À l’appel d’une trentaine d’organisations, associations, collectifs, syndicats et partis politiques (dont le NPA), ainsi que de personnalités, une « chaîne humaine contre les violences policières » sera organisée le 11 mai, à l’Île-Saint-Denis (93), en soutien aux populations des quartiers populaires et pour protester contre les violences policières. Nous publions à cette occasion un extrait de l’interview de Youcef Brakni, membre du comité Adama, qui figure parmi les initiateurs, réalisée lors de « L’Anticapitaliste, l’émission » du 6 mai.

« Pour nous, cet appel représente une rupture avec ce qui s’était passé en 2005. Lors des révoltes de 2005 dans les quartiers populaires, il y avait eu très peu de soutien des forces progressistes, alors que ces révoltes étaient légitimes. Tout comme elles sont légitimes aujourd’hui, car rien n’a changé par rapport à 2005, et on peut même dire que la situation a empiré.

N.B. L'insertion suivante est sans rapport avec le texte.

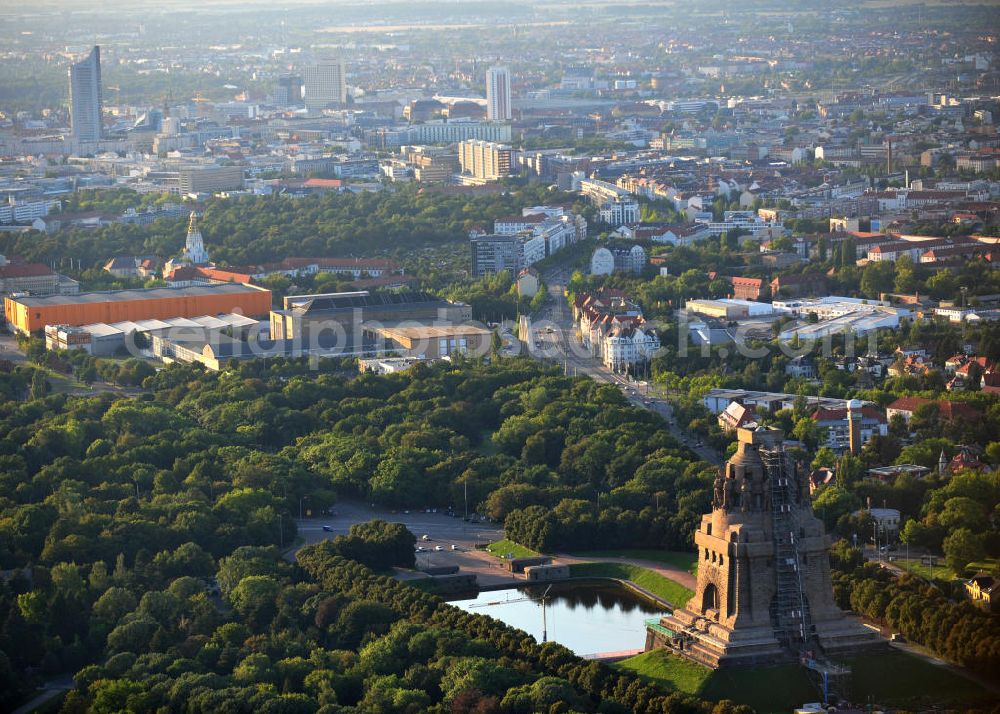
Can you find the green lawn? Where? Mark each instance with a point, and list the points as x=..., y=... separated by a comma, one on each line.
x=655, y=583
x=893, y=679
x=672, y=672
x=502, y=547
x=990, y=565
x=931, y=572
x=684, y=561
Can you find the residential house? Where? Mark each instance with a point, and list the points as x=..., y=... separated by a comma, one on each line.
x=982, y=589
x=889, y=474
x=838, y=428
x=822, y=476
x=947, y=410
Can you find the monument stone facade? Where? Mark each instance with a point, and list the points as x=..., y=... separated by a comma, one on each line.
x=763, y=592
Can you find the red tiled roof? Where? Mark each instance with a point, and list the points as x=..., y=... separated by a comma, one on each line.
x=948, y=410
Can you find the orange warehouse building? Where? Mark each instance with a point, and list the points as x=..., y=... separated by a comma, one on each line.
x=32, y=314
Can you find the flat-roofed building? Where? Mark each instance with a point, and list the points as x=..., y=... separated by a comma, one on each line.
x=429, y=341
x=304, y=317
x=485, y=159
x=209, y=179
x=32, y=314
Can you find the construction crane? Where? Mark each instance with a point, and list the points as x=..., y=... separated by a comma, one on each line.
x=544, y=599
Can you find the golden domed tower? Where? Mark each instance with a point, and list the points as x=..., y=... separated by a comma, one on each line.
x=764, y=589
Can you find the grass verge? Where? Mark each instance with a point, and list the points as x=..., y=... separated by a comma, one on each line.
x=504, y=547
x=655, y=583
x=684, y=561
x=931, y=572
x=893, y=679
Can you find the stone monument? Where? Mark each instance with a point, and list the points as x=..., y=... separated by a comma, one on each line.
x=763, y=591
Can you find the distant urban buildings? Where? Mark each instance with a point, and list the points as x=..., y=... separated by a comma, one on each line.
x=85, y=98
x=498, y=106
x=517, y=242
x=614, y=330
x=616, y=206
x=485, y=160
x=325, y=84
x=495, y=253
x=606, y=261
x=288, y=92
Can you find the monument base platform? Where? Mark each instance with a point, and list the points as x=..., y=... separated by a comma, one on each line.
x=713, y=645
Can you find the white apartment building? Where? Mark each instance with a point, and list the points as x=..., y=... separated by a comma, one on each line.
x=485, y=159
x=498, y=105
x=325, y=84
x=627, y=345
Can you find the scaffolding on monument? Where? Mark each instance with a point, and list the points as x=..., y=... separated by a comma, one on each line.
x=790, y=614
x=790, y=611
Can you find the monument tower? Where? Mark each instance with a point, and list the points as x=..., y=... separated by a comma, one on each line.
x=764, y=592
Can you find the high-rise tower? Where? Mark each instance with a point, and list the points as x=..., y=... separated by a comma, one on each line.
x=325, y=84
x=85, y=97
x=498, y=94
x=764, y=591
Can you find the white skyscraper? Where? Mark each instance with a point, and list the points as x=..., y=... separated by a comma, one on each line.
x=325, y=84
x=498, y=94
x=85, y=97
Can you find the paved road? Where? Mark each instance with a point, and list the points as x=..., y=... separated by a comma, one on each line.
x=442, y=529
x=50, y=690
x=555, y=340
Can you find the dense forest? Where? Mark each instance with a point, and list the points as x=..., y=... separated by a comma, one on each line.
x=950, y=626
x=158, y=517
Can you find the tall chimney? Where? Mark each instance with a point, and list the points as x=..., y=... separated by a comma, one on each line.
x=854, y=425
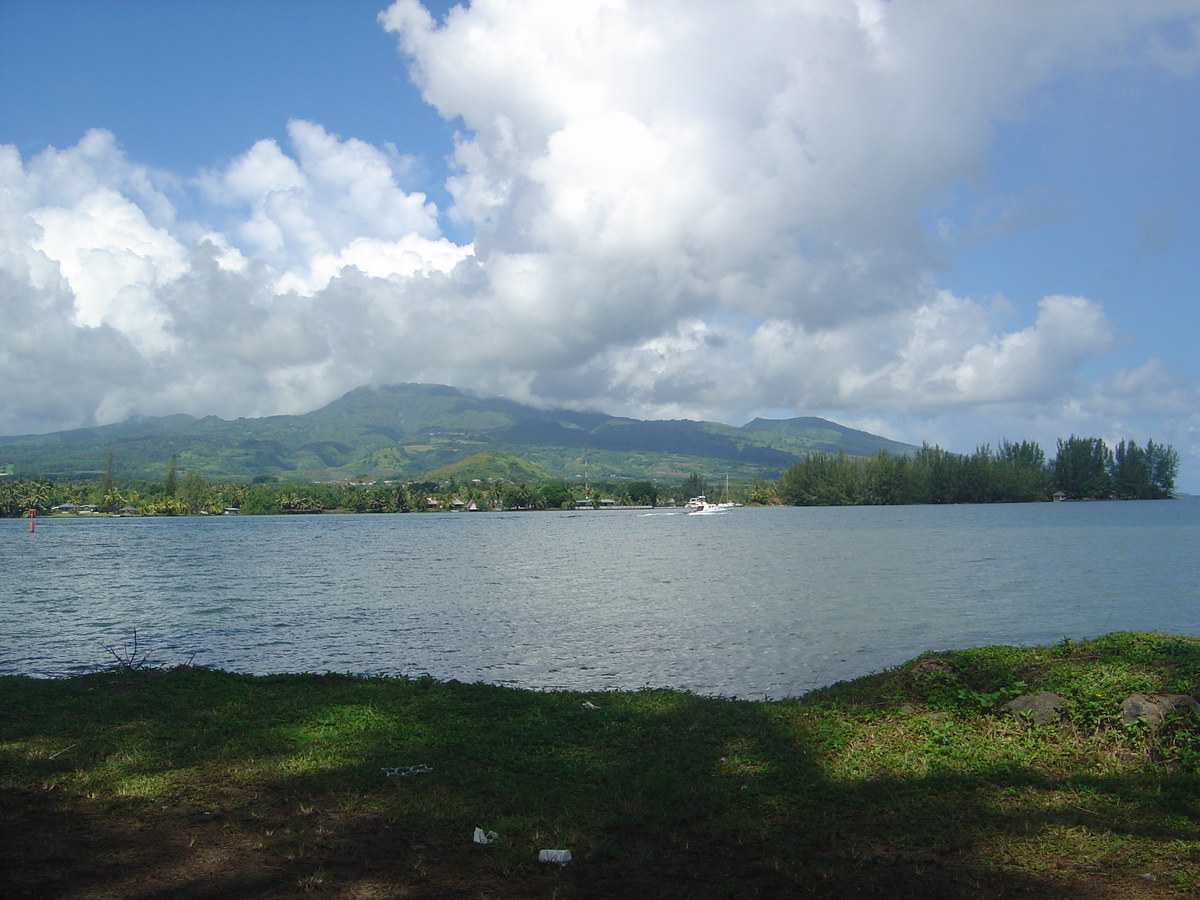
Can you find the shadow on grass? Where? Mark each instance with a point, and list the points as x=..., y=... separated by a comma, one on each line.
x=204, y=784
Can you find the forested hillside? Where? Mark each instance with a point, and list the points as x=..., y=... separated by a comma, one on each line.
x=408, y=430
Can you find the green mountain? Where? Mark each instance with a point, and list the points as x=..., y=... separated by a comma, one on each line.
x=490, y=465
x=406, y=431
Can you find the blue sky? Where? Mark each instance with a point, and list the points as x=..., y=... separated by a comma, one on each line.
x=931, y=225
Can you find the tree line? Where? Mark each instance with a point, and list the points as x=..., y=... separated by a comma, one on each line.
x=1013, y=473
x=1083, y=468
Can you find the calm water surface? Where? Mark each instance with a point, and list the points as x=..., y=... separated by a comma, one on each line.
x=755, y=603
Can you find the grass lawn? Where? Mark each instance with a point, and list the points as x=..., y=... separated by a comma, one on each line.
x=913, y=783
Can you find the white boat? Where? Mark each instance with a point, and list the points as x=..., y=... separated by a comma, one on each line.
x=701, y=507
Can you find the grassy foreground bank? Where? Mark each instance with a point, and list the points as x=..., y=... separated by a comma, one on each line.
x=915, y=783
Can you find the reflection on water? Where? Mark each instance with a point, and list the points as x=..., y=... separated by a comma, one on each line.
x=755, y=603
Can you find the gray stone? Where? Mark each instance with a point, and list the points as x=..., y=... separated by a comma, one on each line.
x=931, y=665
x=1153, y=708
x=1044, y=708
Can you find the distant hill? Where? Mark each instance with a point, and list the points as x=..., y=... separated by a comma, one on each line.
x=407, y=431
x=490, y=465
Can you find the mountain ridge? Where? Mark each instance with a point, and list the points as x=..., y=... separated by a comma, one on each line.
x=406, y=430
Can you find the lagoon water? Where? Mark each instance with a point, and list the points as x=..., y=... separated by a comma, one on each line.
x=755, y=603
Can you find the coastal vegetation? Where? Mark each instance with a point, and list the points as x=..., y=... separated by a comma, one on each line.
x=151, y=779
x=492, y=480
x=1014, y=473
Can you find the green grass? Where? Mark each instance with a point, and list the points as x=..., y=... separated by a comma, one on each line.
x=911, y=783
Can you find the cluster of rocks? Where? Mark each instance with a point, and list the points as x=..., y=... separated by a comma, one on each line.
x=1047, y=708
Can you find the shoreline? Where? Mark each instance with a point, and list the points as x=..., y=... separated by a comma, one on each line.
x=915, y=781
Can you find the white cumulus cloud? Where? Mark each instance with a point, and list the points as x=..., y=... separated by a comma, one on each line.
x=678, y=208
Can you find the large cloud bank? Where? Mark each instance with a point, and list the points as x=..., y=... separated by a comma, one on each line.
x=679, y=209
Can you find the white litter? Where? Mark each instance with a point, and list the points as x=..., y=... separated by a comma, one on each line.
x=402, y=771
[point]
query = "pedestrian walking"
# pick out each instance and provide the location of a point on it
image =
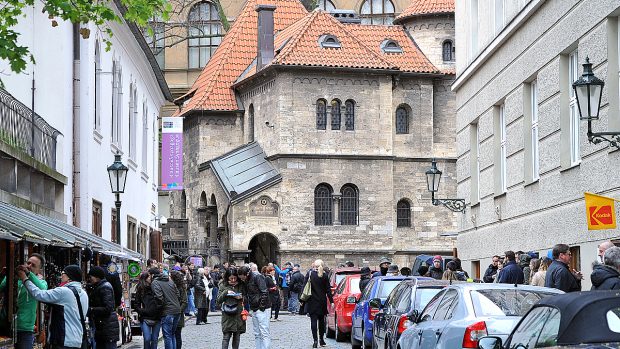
(230, 300)
(149, 311)
(257, 296)
(316, 306)
(607, 276)
(101, 309)
(539, 277)
(179, 281)
(27, 305)
(435, 271)
(559, 274)
(67, 328)
(167, 294)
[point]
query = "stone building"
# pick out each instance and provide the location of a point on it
(314, 142)
(524, 161)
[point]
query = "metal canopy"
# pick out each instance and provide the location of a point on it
(244, 172)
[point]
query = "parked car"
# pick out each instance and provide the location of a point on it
(378, 288)
(339, 317)
(462, 313)
(427, 260)
(395, 315)
(572, 320)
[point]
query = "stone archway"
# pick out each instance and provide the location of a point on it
(264, 249)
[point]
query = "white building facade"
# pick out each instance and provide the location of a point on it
(103, 103)
(524, 161)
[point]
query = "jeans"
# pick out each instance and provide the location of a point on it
(214, 298)
(293, 302)
(191, 306)
(260, 322)
(25, 340)
(320, 321)
(169, 325)
(150, 334)
(236, 336)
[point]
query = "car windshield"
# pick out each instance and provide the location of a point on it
(354, 285)
(424, 295)
(505, 302)
(386, 287)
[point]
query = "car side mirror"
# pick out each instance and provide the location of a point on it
(490, 342)
(375, 303)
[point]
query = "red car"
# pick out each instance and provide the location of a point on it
(339, 317)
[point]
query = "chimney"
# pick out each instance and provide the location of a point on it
(264, 55)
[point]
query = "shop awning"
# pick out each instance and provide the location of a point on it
(26, 225)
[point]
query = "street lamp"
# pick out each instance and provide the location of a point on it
(118, 177)
(433, 178)
(588, 91)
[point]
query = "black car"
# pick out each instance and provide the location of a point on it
(396, 313)
(575, 320)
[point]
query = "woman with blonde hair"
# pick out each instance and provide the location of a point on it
(316, 306)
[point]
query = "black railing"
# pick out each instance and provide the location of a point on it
(17, 128)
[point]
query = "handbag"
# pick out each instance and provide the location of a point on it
(85, 335)
(307, 293)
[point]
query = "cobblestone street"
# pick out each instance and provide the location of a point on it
(290, 332)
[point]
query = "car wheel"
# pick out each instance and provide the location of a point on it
(340, 337)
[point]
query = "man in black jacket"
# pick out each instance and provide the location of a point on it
(257, 296)
(491, 271)
(559, 275)
(101, 309)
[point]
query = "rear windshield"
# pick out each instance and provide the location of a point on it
(386, 287)
(423, 296)
(354, 285)
(505, 302)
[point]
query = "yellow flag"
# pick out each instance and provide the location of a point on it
(600, 212)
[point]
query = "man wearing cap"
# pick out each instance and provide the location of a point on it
(66, 327)
(364, 278)
(435, 271)
(384, 264)
(101, 311)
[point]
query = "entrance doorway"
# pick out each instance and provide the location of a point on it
(264, 248)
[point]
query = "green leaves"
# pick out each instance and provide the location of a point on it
(98, 12)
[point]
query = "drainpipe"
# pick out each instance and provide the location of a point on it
(76, 126)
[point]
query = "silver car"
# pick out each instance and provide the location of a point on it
(464, 312)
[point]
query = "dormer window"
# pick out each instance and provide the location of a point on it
(391, 46)
(329, 41)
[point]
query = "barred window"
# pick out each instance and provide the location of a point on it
(349, 116)
(349, 205)
(323, 205)
(402, 120)
(321, 114)
(403, 213)
(335, 114)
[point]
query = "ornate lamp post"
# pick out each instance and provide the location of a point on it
(118, 176)
(433, 178)
(588, 91)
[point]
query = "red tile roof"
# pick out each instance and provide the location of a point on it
(212, 90)
(426, 7)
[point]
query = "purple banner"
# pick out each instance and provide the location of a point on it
(172, 153)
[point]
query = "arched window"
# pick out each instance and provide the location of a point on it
(349, 205)
(326, 5)
(377, 12)
(323, 204)
(321, 114)
(349, 115)
(251, 123)
(335, 114)
(402, 120)
(183, 205)
(205, 33)
(403, 213)
(447, 50)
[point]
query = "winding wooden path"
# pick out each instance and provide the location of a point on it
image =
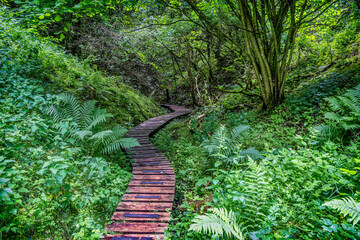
(144, 212)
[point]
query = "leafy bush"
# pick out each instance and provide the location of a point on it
(45, 61)
(49, 186)
(346, 109)
(85, 123)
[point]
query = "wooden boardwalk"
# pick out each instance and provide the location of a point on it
(144, 212)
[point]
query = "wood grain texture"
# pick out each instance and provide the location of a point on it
(145, 209)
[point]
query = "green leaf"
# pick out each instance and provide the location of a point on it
(57, 18)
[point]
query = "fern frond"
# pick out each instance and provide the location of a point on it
(347, 206)
(239, 131)
(83, 134)
(219, 222)
(252, 153)
(120, 143)
(86, 110)
(71, 107)
(99, 116)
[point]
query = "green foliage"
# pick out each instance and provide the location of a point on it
(225, 146)
(44, 61)
(220, 222)
(346, 109)
(50, 185)
(85, 122)
(347, 206)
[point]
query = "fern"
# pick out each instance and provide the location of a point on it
(219, 222)
(257, 189)
(347, 206)
(346, 109)
(85, 122)
(225, 144)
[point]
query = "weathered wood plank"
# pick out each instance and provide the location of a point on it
(145, 206)
(134, 227)
(151, 190)
(154, 177)
(153, 197)
(135, 237)
(126, 216)
(151, 183)
(150, 194)
(150, 172)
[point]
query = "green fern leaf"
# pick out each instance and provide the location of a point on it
(347, 206)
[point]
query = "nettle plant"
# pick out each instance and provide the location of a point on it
(84, 122)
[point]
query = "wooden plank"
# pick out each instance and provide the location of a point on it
(151, 159)
(124, 216)
(151, 190)
(152, 164)
(134, 227)
(144, 206)
(150, 193)
(153, 167)
(136, 237)
(151, 172)
(148, 197)
(152, 183)
(154, 177)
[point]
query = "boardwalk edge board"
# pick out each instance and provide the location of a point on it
(144, 212)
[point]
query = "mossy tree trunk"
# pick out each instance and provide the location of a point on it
(267, 29)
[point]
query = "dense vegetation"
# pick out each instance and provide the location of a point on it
(271, 150)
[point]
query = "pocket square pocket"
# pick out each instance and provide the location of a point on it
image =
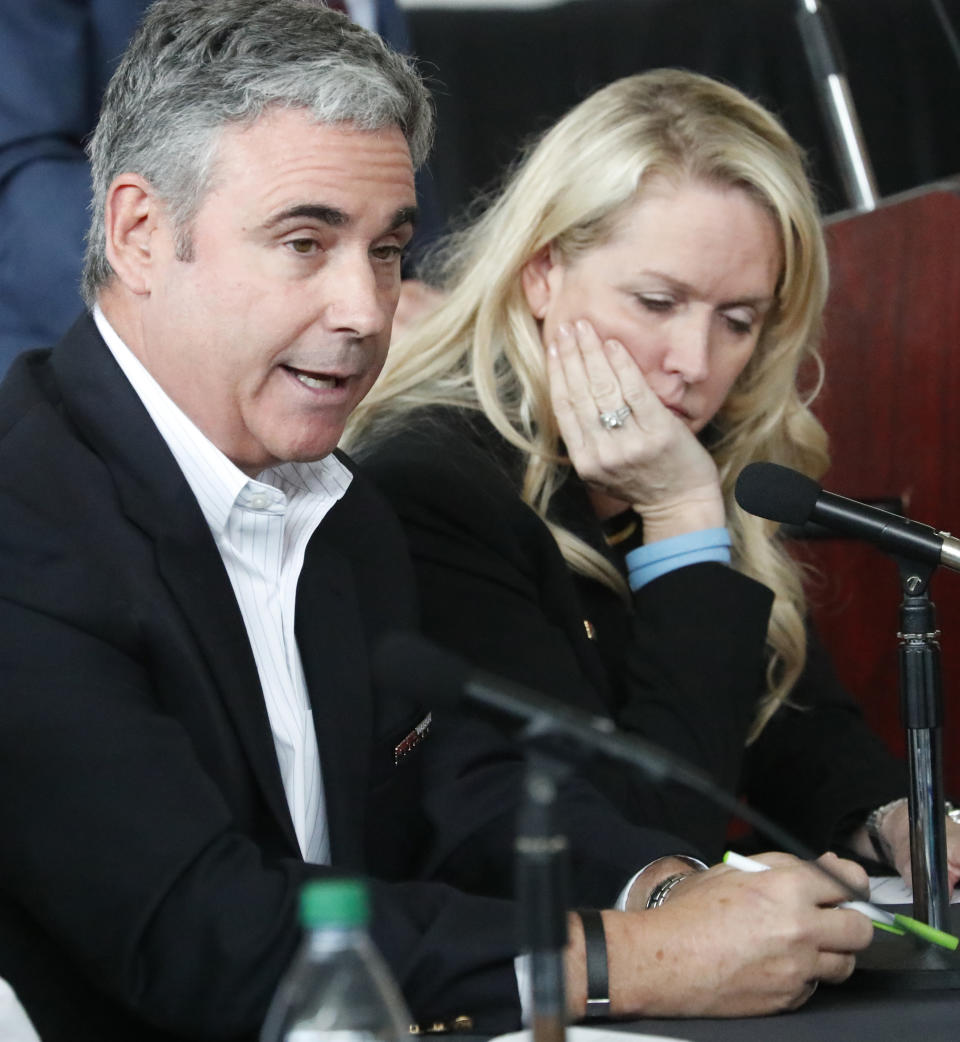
(411, 741)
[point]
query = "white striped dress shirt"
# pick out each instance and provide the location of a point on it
(262, 527)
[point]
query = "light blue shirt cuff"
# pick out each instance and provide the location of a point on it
(649, 562)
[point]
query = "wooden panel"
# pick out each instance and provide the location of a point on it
(891, 404)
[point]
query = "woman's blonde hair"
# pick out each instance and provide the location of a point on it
(482, 349)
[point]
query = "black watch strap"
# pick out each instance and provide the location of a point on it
(597, 980)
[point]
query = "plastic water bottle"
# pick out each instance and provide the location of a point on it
(338, 988)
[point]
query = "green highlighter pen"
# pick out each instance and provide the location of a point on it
(893, 922)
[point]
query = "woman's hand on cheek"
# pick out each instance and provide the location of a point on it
(651, 461)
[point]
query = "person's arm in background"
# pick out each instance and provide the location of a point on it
(55, 57)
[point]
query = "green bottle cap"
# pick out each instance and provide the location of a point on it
(334, 902)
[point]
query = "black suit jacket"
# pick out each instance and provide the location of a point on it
(682, 664)
(148, 869)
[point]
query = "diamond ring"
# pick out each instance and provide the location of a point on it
(615, 419)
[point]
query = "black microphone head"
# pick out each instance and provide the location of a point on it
(777, 493)
(411, 665)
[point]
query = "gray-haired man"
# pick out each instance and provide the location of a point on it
(192, 580)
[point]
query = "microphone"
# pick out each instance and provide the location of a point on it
(781, 494)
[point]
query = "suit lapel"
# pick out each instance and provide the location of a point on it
(333, 649)
(155, 497)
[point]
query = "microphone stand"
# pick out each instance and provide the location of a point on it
(542, 889)
(896, 966)
(827, 65)
(921, 712)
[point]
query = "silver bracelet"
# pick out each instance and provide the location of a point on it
(659, 893)
(874, 823)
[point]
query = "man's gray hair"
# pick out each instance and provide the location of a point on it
(197, 66)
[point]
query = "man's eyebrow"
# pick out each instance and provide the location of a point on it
(405, 215)
(337, 218)
(316, 212)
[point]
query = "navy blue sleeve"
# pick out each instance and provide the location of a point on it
(55, 58)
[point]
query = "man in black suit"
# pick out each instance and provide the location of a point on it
(192, 580)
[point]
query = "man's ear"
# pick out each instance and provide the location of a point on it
(131, 215)
(537, 277)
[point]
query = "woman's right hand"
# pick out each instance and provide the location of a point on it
(653, 462)
(728, 943)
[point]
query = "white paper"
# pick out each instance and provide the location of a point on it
(580, 1034)
(892, 890)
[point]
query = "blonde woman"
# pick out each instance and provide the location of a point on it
(624, 328)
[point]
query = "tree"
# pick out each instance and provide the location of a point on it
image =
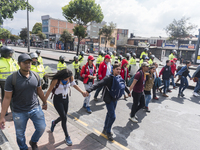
(82, 12)
(41, 35)
(4, 34)
(80, 32)
(179, 29)
(14, 37)
(64, 37)
(107, 31)
(23, 34)
(9, 7)
(36, 28)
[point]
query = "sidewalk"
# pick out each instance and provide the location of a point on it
(81, 137)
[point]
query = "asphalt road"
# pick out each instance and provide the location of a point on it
(172, 124)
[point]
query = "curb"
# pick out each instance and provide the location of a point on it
(4, 143)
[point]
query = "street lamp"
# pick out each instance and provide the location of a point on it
(28, 39)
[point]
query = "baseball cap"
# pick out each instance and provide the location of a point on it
(24, 57)
(91, 57)
(107, 56)
(144, 64)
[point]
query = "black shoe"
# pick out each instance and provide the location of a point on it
(33, 145)
(109, 136)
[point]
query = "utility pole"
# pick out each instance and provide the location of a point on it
(28, 39)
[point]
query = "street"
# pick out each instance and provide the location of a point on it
(173, 122)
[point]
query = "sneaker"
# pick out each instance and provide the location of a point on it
(88, 110)
(52, 125)
(84, 105)
(33, 145)
(156, 98)
(147, 109)
(104, 132)
(68, 141)
(165, 95)
(133, 119)
(196, 94)
(109, 136)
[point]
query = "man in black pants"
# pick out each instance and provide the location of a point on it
(138, 91)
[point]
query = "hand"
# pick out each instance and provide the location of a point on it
(2, 123)
(44, 106)
(87, 94)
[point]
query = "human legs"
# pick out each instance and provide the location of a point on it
(110, 117)
(20, 121)
(97, 92)
(37, 117)
(61, 106)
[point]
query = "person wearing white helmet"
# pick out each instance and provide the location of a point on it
(172, 55)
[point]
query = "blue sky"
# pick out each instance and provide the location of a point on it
(142, 17)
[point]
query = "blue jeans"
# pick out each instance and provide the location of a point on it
(20, 121)
(197, 88)
(166, 85)
(147, 100)
(97, 92)
(184, 84)
(110, 117)
(172, 77)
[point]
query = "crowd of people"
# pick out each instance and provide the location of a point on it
(22, 83)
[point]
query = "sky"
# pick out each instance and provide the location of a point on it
(146, 18)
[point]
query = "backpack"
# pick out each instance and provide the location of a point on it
(130, 81)
(117, 88)
(14, 79)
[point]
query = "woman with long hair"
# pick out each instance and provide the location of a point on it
(60, 84)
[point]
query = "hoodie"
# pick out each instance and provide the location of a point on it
(124, 70)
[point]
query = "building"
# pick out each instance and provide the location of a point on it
(53, 28)
(110, 45)
(93, 29)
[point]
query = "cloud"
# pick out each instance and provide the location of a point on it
(141, 17)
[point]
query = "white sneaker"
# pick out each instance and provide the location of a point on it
(133, 119)
(196, 94)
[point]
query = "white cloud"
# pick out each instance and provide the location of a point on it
(142, 17)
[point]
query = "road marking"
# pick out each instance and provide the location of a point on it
(98, 132)
(83, 123)
(115, 142)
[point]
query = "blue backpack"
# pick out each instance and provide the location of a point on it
(117, 88)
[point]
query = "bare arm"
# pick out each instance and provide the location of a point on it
(41, 95)
(5, 105)
(132, 85)
(53, 83)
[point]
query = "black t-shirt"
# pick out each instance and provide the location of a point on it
(91, 70)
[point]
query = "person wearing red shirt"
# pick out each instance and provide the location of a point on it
(88, 72)
(124, 72)
(173, 69)
(104, 70)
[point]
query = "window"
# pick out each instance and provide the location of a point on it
(102, 40)
(44, 22)
(44, 29)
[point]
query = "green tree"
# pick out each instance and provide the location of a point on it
(4, 34)
(14, 37)
(23, 34)
(179, 29)
(36, 28)
(65, 37)
(107, 31)
(41, 35)
(82, 12)
(9, 7)
(80, 32)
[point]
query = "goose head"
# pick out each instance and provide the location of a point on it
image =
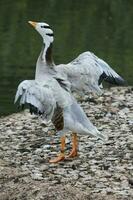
(44, 30)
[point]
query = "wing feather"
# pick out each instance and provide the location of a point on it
(87, 72)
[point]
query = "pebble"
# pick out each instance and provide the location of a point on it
(101, 168)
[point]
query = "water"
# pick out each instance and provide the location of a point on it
(103, 27)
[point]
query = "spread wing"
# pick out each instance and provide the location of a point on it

C’est pourquoi on a travaillé, en direction de Solidaires, de la CGT, d’ATTAC, etc., pour que les révoltés de 2020 soient soutenus. Ceux qui se révoltent aujourd’hui, ce sont les enfants de ceux qui tiennent le pays. Ce sont leurs mères qui vont dans les hôpitaux, qui sont infirmières, qui sont caissières. Ce sont souvent leurs pères qui sont vigiles, agents de sécurité dans les supermarchés. Donc ce sont bien leurs parents qui tiennent le pays, et voilà comment eux ils sont traités : racisme, violences policières, etc., avec une police qui est une institution imprégnée de ce racisme (« un bicot ça nage pas », ça renvoie directement au 17 octobre 1961), qui n’est pas le produit de dérives individuelles.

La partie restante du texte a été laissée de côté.